So much so, Canada are set to recall the energy drink, with Health Canada saying that at 200 milligrams of caffeine per can, Prime Energy exceeds the regulator’s acceptable caffeine limit of 180 milligrams per serving and should not be sold.
And now, US Senator Chuck Schumer has called on the US Food and Drug Administration (FDA) to investigate the drink.
He said: “One of the summer’s hottest status symbols for kids is not an outfit, or a toy — it’s a beverage.
“But buyer and parents beware because it’s a serious health concern for the kids it so feverishly targets."
However, Prime has defended their drink, saying that it contains comparable levels of caffeine to other energy drinks and is also compliant with FDA regulations.

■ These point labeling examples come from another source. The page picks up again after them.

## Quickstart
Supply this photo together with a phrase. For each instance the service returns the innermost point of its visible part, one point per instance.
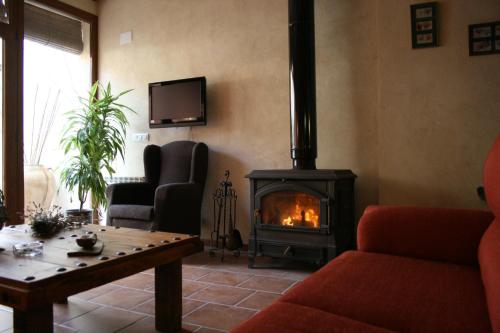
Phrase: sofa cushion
(294, 318)
(489, 261)
(398, 293)
(491, 177)
(132, 212)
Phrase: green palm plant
(94, 136)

A spokesperson for Prime told PEOPLE: “PRIME Energy, sold in a can, dropped in 2023 and contains a comparable amount of caffeine to other top selling energy drinks, all falling within the legal limit of the countries it’s sold in.
“It complied with all FDA guidelines before hitting the market and states clearly on packaging, as well as in marketing materials, that it is an energy drink and is not made for anyone under the age of 18."

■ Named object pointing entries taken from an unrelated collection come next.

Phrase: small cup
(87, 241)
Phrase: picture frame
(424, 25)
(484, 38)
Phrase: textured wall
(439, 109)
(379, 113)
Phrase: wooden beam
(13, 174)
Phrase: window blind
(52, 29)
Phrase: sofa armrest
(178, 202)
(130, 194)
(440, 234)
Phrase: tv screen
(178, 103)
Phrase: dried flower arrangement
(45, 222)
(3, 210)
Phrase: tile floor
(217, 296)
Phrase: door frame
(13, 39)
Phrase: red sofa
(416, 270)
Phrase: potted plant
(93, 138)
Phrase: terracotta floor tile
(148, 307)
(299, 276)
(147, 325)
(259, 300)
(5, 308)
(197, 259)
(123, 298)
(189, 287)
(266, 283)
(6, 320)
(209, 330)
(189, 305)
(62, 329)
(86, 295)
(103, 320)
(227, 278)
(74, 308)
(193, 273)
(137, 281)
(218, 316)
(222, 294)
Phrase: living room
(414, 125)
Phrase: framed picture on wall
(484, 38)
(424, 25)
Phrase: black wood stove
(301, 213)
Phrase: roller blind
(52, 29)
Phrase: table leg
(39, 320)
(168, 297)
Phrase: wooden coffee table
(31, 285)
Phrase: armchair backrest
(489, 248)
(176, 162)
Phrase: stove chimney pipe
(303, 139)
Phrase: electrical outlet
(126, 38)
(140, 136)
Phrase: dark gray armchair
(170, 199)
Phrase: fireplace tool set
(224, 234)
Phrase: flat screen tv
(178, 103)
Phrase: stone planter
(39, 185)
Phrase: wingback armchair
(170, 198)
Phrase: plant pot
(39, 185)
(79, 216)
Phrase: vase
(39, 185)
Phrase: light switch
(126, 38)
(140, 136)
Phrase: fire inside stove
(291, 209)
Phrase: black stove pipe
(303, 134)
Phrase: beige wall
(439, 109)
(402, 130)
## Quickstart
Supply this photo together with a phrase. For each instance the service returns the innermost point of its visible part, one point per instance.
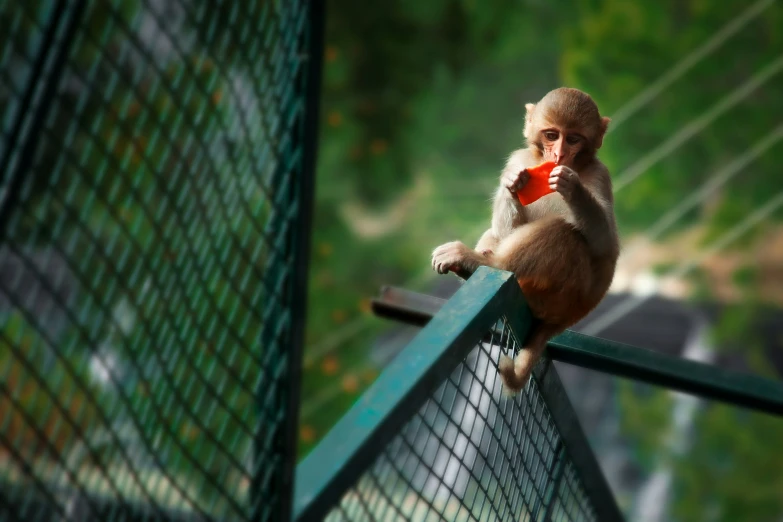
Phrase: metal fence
(435, 439)
(156, 161)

Senator Schumer added in his letter to the FDA that the marketing between the two drinks does not look substantially different.
He said: "“A simple search on social media for Prime will generate an eye-popping amount of sponsored content, which is advertising.
“This content and the claims made should be investigated, along with the ingredients and the caffeine content in the Prime energy drink.”
Prime added that it would 'welcome' any discussions with the FDA in order to protect consumers.
Prime Energy is advertised as being zero sugar and vegan. However it joins a growing number of energy drink brands with high levels of caffeine. In the case of Prime Energy this is 200 milligrams per 12 ounces, around two cans of Red Bull, or half a dozen cans of Coke.
Some schools in the United Kingdom have already put bans of Prime Energy in place, citing concerns from paediatricians about possible health effects including digetive issues, anxiety, and heart problems.